The death of King Henry VIII, ‘extincter’ of ‘supersticion’ and ‘sturdy Idolls’

This blackletter broadside is the only surviving copy of a verse epitaph lamenting the death of ‘the moost victorious Prynce Henry the eyght’ in 1547. It both records and invents an event of some significance in the English Reformation: the demise of the monarch who initiated the break with Rome in 1534 and inaugurated a programme of reform that eventually turned England into a Protestant country.
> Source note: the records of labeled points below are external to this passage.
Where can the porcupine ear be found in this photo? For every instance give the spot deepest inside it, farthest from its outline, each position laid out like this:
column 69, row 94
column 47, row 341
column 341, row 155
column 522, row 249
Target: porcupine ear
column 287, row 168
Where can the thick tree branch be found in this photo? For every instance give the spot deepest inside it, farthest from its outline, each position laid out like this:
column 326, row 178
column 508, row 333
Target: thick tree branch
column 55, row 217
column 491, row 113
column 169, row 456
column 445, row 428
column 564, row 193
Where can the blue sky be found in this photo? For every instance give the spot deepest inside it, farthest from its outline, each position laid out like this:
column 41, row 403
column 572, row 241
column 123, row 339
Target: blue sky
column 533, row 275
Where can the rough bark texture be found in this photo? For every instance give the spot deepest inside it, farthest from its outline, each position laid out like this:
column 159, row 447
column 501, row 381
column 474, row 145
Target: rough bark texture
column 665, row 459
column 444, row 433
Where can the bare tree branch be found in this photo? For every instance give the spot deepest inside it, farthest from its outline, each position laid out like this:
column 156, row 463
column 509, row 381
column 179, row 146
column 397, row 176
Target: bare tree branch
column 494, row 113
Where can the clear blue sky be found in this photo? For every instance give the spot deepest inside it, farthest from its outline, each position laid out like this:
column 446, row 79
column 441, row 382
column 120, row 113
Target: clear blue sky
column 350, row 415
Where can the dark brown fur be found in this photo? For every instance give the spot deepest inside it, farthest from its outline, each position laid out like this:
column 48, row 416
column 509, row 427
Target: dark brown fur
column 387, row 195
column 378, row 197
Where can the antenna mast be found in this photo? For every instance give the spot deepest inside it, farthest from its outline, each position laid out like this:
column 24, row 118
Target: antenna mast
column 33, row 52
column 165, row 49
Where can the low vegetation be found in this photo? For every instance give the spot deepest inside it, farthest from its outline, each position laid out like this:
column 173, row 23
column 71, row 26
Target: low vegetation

It remembers Henry VIII in a role that had flattered his substantial ego: in the mould of the godly Old Testament kings who had ‘extincted’ ‘error’, ‘supersticion’, ‘sturdy Idolls’ and ‘false religion’ from their realms. Glossing over the conservative reaction that marked the later years of his reign, the unknown author also strategically forgets the considerable resistance with which the King’s Reformation had in fact met. On the contrary, he marvels at the ease with which Henry had ‘unknyt[ted]’ the ‘knottes’ binding England and Rome. Published by two printers who actively supported the evangelical cause, the epitaph is simultaneously a transparent piece of Protestant propaganda for his young heir Edward VI, who it hopes will fulfil his father’s vow to purge the land yet further from popery. The ephemerality of this single sheet is emblematic of a fitful and idiosyncratic Reformation that was far more precarious than these eulogistic verses imply. Six years later, following Edward’s own death, Mary I did her very best to reverse it, before dying prematurely herself. AW

A lamentation of the death of the moost victorious prynce Henry the eyght late kynge of thys noble royalme of Englande (London: [J.Day and W. Seres for] John Turcke, [1547]).

CUL: Broadsides B.54.1

Further Reading

Alec Ryrie, The Gospel and Henry VIII: Evangelicals in the Early English Reformation (Cambridge, 2003).

Richard Rex, Henry VIII and the English Reformation (Basingstoke, 2006 edition).